Senior Vice President, Conference Organization, United States Association for Small Business and Entrepreneurship

While many small businesses are started by a solo entrepreneur, it has become increasingly difficult to grow and scale a new venture without a team. Whereas hiring experts and using advanced data tools help to identify new markets for your business expansion, small business owners tend to rely on their intuition and gut feeling when it comes to building the right team. Yet this is not the best approach.

So what makes a successful team that can help take your business to the next level? Prior scholarly research highlighted the importance of three main aspects: prior experience, competencies, and passion.

Prior experience

Prior startup experience, together with product and industry knowledge, predict new venture success and growth. Oftentimes, small business owners bring on board their business friends, family members, and co-workers who share similar backgrounds and experiences, resulting in a fairly homogeneous human and social capital within the team.

While this strategy can be beneficial to promote faster and unified decision-making in the team, it also constrains the team’s pool of resources, creativity, and willingness to explore. As such, diversity in the team members’ functional experiences (i.e., industry, marketing, financial, management experience) is more beneficial for enlarging the scope of action of your small business.


Entrepreneurial skills and competencies (i.e., soft skills such as vision and resilience) of the team members are positively related to the successful performance and potential growth of small businesses.

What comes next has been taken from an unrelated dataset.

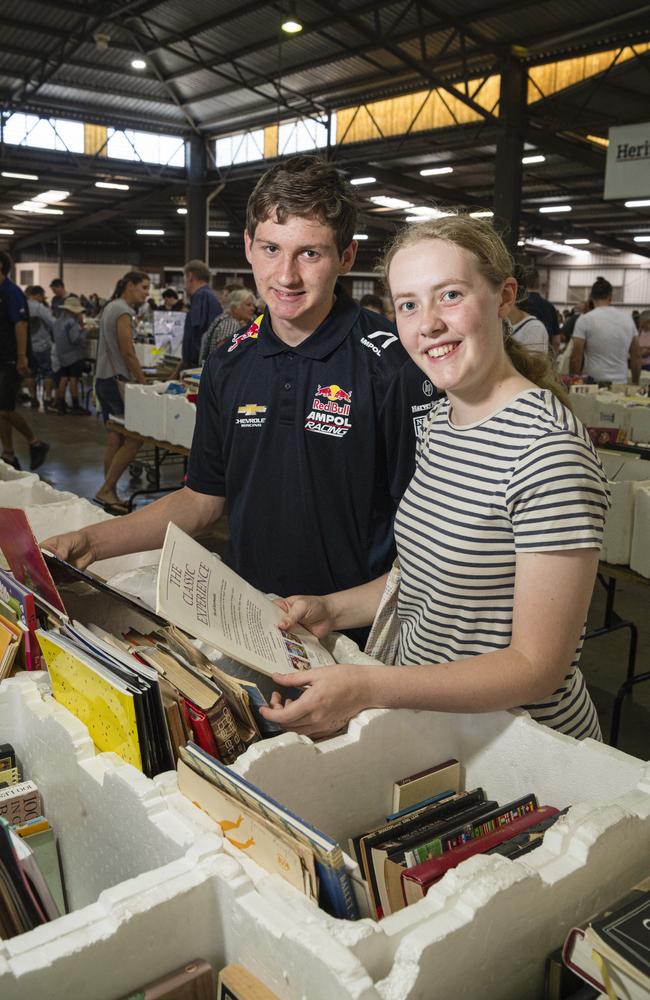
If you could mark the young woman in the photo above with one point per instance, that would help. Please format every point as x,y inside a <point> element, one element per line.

When two or more people create interdependent relations with the common goal of growing a small business, their individual capabilities are heightened, refined, and enhanced as a team competence.

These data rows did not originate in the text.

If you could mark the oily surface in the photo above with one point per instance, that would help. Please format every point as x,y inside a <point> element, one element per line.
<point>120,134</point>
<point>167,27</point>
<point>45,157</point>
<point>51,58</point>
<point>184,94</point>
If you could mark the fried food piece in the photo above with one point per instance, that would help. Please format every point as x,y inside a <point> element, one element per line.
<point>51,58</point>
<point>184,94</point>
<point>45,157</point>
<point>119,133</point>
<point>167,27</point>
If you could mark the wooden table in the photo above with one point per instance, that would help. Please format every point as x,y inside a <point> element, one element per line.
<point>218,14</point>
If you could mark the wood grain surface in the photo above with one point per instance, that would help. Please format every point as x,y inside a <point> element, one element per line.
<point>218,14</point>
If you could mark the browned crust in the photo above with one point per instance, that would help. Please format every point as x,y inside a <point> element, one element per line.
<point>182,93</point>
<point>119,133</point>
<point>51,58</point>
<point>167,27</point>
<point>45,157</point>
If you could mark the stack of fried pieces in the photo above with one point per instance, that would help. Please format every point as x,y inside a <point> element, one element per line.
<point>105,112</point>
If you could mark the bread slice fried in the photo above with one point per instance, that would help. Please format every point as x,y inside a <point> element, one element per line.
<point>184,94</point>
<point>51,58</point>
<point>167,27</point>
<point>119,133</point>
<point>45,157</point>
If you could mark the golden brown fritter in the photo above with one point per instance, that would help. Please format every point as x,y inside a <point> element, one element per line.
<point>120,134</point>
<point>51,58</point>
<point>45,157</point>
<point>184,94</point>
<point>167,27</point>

While the collective cognitions, attitudes, or capabilities of teams may facilitate agreement and reduce conflict, they can also harm an individual’s metacognition – knowing what you are good at doing and what you are not – and deteriorate performance. Thus, when teams are forming , small business owners must be aware of the importance of complementary skills and competencies while preserving idiosyncrasies in the skill set of each team member.


Finally, team passion matters for the performance of your business. Higher levels of positive collective emotions and shared identity among team members are related to better team processes and improved outcomes. Regardless of how any particular team member experiences their individual passion, the critical question is how passionate the team is for growing and expanding the business. Small business owners should cultivate collective affect for developing a business among all the team members, as this has positive implications for future performance.

Yet diversity of passion among individual team members can also emerge, and this negatively affects team dynamics due to conflicting emotions and identities regarding the strategic vision for the future of the business. Accordingly, small business owners should also consider passion diversity when bringing new members on board and how that can disrupt the status quo of the team and consequently, the business performance in the long run.

The exact blend of prior experience, competencies, and passion in your team is the secret sauce for building and sustaining the “A-team” necessary to take your business to the next level. Experience and knowledge, combined with complementary soft skills and a shared vision and passion for the future of your business is your best path toward success.